We have all heard about the melting Artic ice sheets and Greenland glaciers but there is another impact caused by this warming trend.   The summers in Alaska are becoming warmer, the snow seasons are becoming shorter which means that the fire season has been increasing.  The net result is that more acres of forest and land are being burned annually in Alaska.

The fact is that trees are being burned but the majority of the biomass that goes up in smoke is something called duff.  Duff is a dense, peaty layer which is an accumulation of each summer’s dead surface moss and litter.  Duff can range in thickness from three to 20 inches and can accumulate for centuries, becoming increasingly compacted and dense with time.  Duff is an insulator of the permafrost and when it burns, that protection is reduced and the permafrost is subject to thawing. 
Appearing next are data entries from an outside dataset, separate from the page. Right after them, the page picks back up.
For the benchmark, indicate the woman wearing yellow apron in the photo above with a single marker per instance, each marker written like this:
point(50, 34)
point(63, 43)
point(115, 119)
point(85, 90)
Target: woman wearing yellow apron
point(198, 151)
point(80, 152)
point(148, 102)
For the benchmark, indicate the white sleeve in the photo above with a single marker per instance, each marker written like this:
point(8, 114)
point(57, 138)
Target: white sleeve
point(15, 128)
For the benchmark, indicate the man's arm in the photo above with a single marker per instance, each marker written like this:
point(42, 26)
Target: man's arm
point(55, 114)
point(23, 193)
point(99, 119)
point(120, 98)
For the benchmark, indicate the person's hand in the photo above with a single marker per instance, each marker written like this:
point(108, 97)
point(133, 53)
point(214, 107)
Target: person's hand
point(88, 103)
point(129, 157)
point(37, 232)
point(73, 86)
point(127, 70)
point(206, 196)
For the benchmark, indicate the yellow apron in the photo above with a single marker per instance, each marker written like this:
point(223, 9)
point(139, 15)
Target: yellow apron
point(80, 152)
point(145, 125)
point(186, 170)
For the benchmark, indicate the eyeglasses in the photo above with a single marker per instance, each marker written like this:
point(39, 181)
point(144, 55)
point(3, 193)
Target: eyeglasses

It is estimated that thick duff layers across the higher latitudes store 30 to 40 percent of all the soil carbon on earth.  “In 2015 severe wildfires in interior Alaska burned 5.1 million acres, releasing about nine million metric tons of carbon from standing vegetation – and 154 million tons from duff, according to Christopher Potter of NASA’s Earth Sciences Division. (That calculation includes carbon lost to decomposition and erosion for two subsequent years.)  The total amount of CO2 is equal to that emitted by all of California’s cars and trucks in 2017.”1

Most of the fires in Alaska are caused by lightning but this trend of warmer and longer summers and shorter snow seasons, will also lead to increased amounts of lightning.  And estimate is that lightning will increase 59% by 2050.  That will lead to more wildfires which will lead to the destruction of more duff, thawing of more permafrost and the release of even more carbon into the atmosphere.    If this is not an existential crisis, I don’t know what is.

The Republican party would have you believe that the biggest problems facing this country are unsubstantiated election fraud, illegal immigration, Critical Race Theory (which most of them couldn’t define if they had to), abortion and vaccine/mask mandates.  And at the same time, they are refusing to pay the bills that were run up during the previous administration knowing full well that a default on the US debt would severely impact the US and world economies for years. 

And yet, the real and probably the most pressing issue facing this nation and the world is the ongoing assault on our climate and the refusal to take bold actions to reverse this trend.   As the saying goes, “Nero fiddled while Rome burned.”  Rome is on fire and the Republicans are fiddling away! 

2 thoughts on “October 13, 2021”

  1. There was an article yesterday I ran across that claimed it is likely worse than we know because we measure mostly the northern hemisphere where the instrumentation is- and the southern stands to be impacted more than the northern.

    Mixed feelings on Gretta – she’s canon fodder for the likes of Trump and Republicans because she’s an emotional child (or was when Time selected her as person of the year). It gave them an easy target. And, the kids in my area – quite ready to skip school to protest – have their parents cars lined up for 1/2 a mile into my friends houses streets to pick their lazy kids up – some just blocks away from where they live. Time looked over all the scientists and satellites developed at JPL and other places and the people that are of age to make a difference that might be able to convince others that are skeptical. Gretta has / had a legit concern – but in my book counter productive to those that need to be swung to understand. They see a panicked kid that we now know sadly has a personality trait that makes her so. Even more strangely, her country benefits possibly from climate change – as that area was on schedule to be covered in thick ice not too far off geologically – the next small scale mini ice age was set to start now and climate change reversed it as far as we can tell. See link I put in here on this comment for JPL’s climate change stuff – it’s really cool. Hopefully, Trump didn’t can any programs that were underway – I haven’t looked into that.